Fig S4. Mapping of the ankyrin-G binding site within the 28 C-terminal amino acids ofCNG-β1. The data in all panels represent results from the HEK 293 plasma membrane recruitment assays using AnkG-GFP and HA-neurofascin/CNG-β1 fusion proteins. cDNAs transfected into HEK 293 cells in addition to AnkG-GFP are listed on the left of each panel. The HA-neurofascin/CNG-β1 fusion proteins were detected using the anti-HA antibody and ankyrin-G-GFP was detected using the antibody against GFP. Scale bars are 10 μm. (A) The ankyrin-G binding site maps to the 28 C-terminal amino acids of CNG-β1. The results are summarized in Fig. 3A with the numbers on the right side of each panel corresponding to the schematic diagrams in Fig. 3A. (B) Identification of the IL1237 residues of CNG-β1 as the amino acids critical for ankyrin-G binding. The two upper panels illustrate the hCNG-β1243 and hCNG-β1236 deletion mutations shown in Fig. 3C. Other panels illustrate the results of the alanine-scanning mutagenesis of individual amino acid residues within the CNG-β1 C-terminus. The ankyrin-G binding residues IL1237 are shown in red.

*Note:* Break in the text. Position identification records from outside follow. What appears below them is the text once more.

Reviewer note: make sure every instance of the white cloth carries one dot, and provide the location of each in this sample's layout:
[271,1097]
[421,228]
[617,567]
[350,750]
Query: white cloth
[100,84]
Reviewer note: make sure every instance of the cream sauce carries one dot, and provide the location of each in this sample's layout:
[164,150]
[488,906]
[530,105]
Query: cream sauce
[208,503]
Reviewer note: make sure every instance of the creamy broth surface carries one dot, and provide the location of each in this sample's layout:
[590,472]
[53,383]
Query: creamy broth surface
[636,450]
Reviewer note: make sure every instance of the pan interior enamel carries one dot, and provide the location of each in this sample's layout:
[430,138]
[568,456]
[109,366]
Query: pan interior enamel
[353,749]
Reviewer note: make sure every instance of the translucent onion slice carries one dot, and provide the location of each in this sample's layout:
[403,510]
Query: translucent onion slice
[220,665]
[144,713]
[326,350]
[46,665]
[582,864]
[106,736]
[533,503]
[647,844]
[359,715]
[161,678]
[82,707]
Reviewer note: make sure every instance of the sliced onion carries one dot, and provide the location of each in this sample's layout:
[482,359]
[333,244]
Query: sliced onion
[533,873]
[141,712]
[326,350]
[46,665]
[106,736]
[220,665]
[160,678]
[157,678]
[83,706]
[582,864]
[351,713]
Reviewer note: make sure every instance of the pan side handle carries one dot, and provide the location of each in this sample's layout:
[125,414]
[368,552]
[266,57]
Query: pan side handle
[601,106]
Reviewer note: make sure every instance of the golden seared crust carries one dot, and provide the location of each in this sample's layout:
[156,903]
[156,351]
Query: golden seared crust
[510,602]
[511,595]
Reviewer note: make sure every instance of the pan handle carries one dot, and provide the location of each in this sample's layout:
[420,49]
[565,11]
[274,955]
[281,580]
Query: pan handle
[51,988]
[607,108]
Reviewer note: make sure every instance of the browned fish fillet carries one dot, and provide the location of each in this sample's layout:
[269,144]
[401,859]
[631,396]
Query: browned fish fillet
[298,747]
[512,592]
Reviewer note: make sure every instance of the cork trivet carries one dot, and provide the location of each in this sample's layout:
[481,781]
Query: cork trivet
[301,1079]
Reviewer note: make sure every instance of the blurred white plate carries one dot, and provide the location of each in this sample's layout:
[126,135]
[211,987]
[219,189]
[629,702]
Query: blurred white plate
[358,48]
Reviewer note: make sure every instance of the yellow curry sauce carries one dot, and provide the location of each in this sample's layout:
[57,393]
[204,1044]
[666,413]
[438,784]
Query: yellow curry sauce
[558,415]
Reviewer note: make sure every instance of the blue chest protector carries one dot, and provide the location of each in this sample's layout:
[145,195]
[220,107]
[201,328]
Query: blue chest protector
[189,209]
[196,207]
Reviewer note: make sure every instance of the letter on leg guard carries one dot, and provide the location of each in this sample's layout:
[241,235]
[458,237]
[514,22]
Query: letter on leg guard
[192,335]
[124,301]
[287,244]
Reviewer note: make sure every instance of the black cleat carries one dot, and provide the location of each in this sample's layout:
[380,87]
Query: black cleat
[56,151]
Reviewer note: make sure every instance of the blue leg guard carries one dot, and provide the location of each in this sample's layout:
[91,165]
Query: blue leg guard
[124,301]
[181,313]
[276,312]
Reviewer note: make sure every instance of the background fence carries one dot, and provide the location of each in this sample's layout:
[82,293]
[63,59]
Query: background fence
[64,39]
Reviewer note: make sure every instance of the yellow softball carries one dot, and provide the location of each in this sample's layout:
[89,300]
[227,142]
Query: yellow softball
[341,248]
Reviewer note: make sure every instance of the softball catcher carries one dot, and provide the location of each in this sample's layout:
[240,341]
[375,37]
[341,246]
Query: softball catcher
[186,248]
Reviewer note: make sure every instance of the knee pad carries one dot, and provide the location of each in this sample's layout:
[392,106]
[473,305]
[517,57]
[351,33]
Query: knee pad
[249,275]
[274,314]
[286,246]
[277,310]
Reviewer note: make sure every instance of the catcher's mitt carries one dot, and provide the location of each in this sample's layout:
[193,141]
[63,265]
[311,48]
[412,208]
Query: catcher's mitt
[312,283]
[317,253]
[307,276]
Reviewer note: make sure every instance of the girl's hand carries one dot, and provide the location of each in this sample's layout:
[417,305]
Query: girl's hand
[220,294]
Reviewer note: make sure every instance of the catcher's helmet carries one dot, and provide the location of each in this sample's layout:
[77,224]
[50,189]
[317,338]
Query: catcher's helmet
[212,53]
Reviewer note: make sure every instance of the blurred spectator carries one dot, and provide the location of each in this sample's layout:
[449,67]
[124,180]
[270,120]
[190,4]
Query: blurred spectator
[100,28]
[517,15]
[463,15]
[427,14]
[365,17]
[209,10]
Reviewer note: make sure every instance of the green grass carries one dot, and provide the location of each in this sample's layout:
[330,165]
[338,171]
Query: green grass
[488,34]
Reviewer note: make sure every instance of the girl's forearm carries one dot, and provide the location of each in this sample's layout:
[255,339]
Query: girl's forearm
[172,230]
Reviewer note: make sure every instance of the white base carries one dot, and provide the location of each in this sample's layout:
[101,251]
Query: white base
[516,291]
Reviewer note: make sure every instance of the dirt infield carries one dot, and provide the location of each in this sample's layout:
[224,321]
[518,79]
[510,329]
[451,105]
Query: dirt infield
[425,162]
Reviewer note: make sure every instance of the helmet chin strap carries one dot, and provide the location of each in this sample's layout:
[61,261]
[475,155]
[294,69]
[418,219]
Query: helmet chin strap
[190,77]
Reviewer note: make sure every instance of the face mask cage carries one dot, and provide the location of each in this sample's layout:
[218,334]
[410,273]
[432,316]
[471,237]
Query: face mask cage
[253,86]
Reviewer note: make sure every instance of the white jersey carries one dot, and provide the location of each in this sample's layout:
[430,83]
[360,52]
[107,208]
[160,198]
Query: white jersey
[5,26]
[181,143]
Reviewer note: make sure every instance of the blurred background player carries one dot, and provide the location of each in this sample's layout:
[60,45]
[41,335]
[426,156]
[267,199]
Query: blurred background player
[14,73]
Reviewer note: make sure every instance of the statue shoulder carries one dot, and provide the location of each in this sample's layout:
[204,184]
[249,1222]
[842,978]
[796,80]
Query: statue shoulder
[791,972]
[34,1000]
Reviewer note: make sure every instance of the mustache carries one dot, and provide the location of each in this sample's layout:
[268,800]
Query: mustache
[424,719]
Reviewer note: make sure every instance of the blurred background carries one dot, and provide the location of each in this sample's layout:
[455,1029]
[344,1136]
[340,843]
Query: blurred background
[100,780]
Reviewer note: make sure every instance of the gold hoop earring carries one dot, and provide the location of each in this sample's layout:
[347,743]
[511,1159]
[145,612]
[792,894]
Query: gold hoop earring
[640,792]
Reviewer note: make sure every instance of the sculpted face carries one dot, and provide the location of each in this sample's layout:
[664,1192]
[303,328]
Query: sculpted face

Fig S5. CNG-β1/dystroglycan chimera co-immunoprecipitates CNG-α1 subunit and endogenous ankyrin-G in HEK 293 cells. cDNA encoding one of three CNG-β1 constructs was co-transfected into HEK 293 cells along with the cDNA encoding the CNG-α1 subunit. The first construct was human CNG-β1, used as a control. The second encoded a CNG-β1/dystroglycan (DAG) chimera in which the ankyrin-G binding site of CNG-β1 was substituted with 14-amino acids containing the ankyrin-G binding site of beta-dystroglycan. The third construct encoded a CNGβ1/DAG chimera bearing the IIF/AAA mutation in the ankyrin binding site. Immunoprecipitation was performed using an N-terminal specific CNG-β1 antibody. Starting material is shown on the left and the immunoprecipitates on the right.
Fig S6. Localization of β-4-spectrin in rod photoreceptors. Beta-4-spectrin (red) was labeled using a rabbit antibody (gift of Michele Solimena, Medical Faculty Carl Gustav Carus of the University of Technology, Dresden, Germany (S20)) and is expressed in both inner segments (IS) and ROS of mouse rod photoreceptors. ROS were labeled using an antibody against CNG β1 (green). The scale bar is 5 μm.